This past Yom Kippur, my father, an 84-year-old Holocaust survivor, surprised our family by recounting a wartime Kol Nidre observance that stirred his soul.
It was erev Yom Kippur, September 26, 1944. My father, Kurt Lion, was in the French underground, acting as a scout for the advancing American Seventh Army in central France.
As dusk fell, he was scouting the town of Salieres in a jeep, checking to see if it was safe for U.S. Army contingents to move in following the German retreat. He was ducking into a narrow alleyway when he heard a hubbub coming from a nearby house. Intrigued, he went to investigate and discovered it was the sound of prayer.
My father, outfitted with a gun and army fatigues, went into the house and saw a small crowd with prayer books in hand. He was astounded to see one of the men wearing a tallis, because in those terrible Holocaust years, he did not expect to find any living Jews still in the area.
Four years before, he had been deported from southwest Germany with his parents and 6,000 other Jews to the Rivesaltes internment camps in southern France run by the pro-Nazi Vichy government. In 1941, his father, Philip, died from the horrible conditions there. In 1942, his mother, Rosa, died in Auschwitz.
My father managed to escape from the camps and tricked the Vichy police into issuing him identity papers under a Protestant alias. With these papers he became a farm laborer in central France, where he joined the underground, eventually serving as a scout under a gentile alias.
“I had to hide my Jewishness to get the identity papers and survive,” my father recalled. “I couldn’t tell anyone who I was because those in the underground would no longer trust me. They might even shoot me as a German spy. It was a very strange time. I had to shut off a large part of myself. I couldn’t be myself, a Jew.”
So my father listened silently as the congregation leader, overjoyed by the arrival of an Allied scout, explained that it was Yom Kippur, a solemn Jewish holiday. He invited him to stay.
“I hadn’t even known it was Yom Kippur,” my father remembered. “I didn’t react, continuing to play the role of a non-Jew. But I accepted his invitation and took the Hebrew-French prayer book he offered me.
My father listened as the man began to recite the Kol Nidre prayer in the French translation. He looked down at the book, saw the Hebrew lettering, and then suddenly it happened.

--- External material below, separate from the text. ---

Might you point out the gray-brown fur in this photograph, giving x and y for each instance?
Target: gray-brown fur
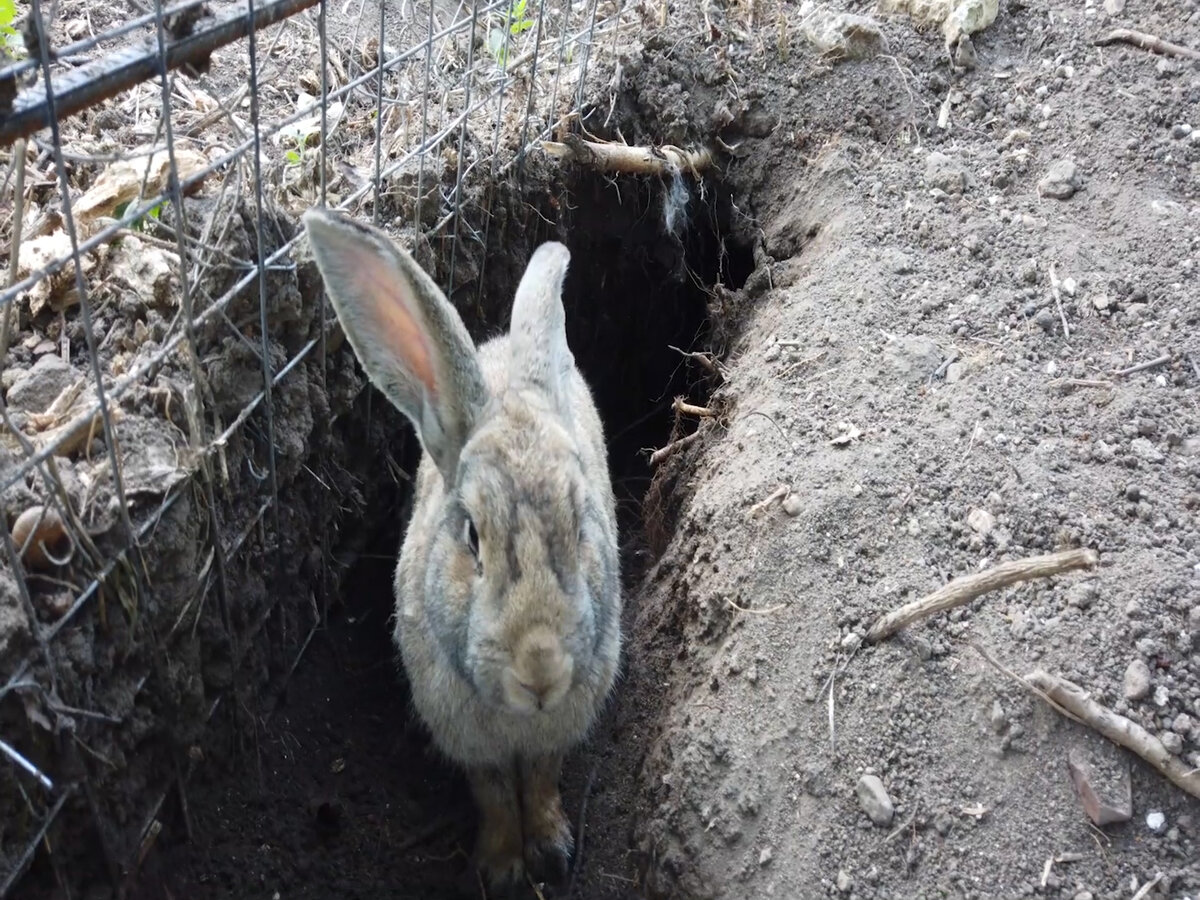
(510, 653)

The part of himself that he had shut off for so long emerged and, in full voice, he was singing Kol Nidre in Hebrew – as he had in his childhood.
My father suddenly felt that his father was right there at his shoulders, harmonizing with him. They were praying one last time together. It was surreal, and he sang with intense emotion. He had never sung better, before or since. They were all crying in that room, as there was so much pent-up emotion. The end of the war was in sight, as the long nightmare of the Nazi era was coming to an end.
When my father finished, the group excitedly crowded around him. They heaped salutations on him, praised him for making their first Kol Nidre out of hiding so memorable, and began to pepper him with questions.
But my father, taken aback by his lapse in hiding his true identity, reverted back to his survival mode. He said he must resume his duties, left the house, and returned to his unit.
But the wellsprings of his Jewish soul had been opened. A week or two later, when he learned that one of the American soldiers was also Jewish, he shared his secret with him. He also revealed that he had two sisters in America who had managed to escape before the war. Through Army mail, my father was able to contact his sisters for the first time in four years, and they were overjoyed to learn that he was alive.
In 1946, my father was discharged from the French military and immigrated to America. He married my mother, another survivor, and raised my two sisters and me.
Over the years, our father told our family many of his wartime experiences. Yet he had never told us this story before.
We know that there are no coincidences. And it was no coincidence that my father found himself at a Kol Nidre service that reconnected him to his people, his Jewish soul, and eventually, his sisters in America.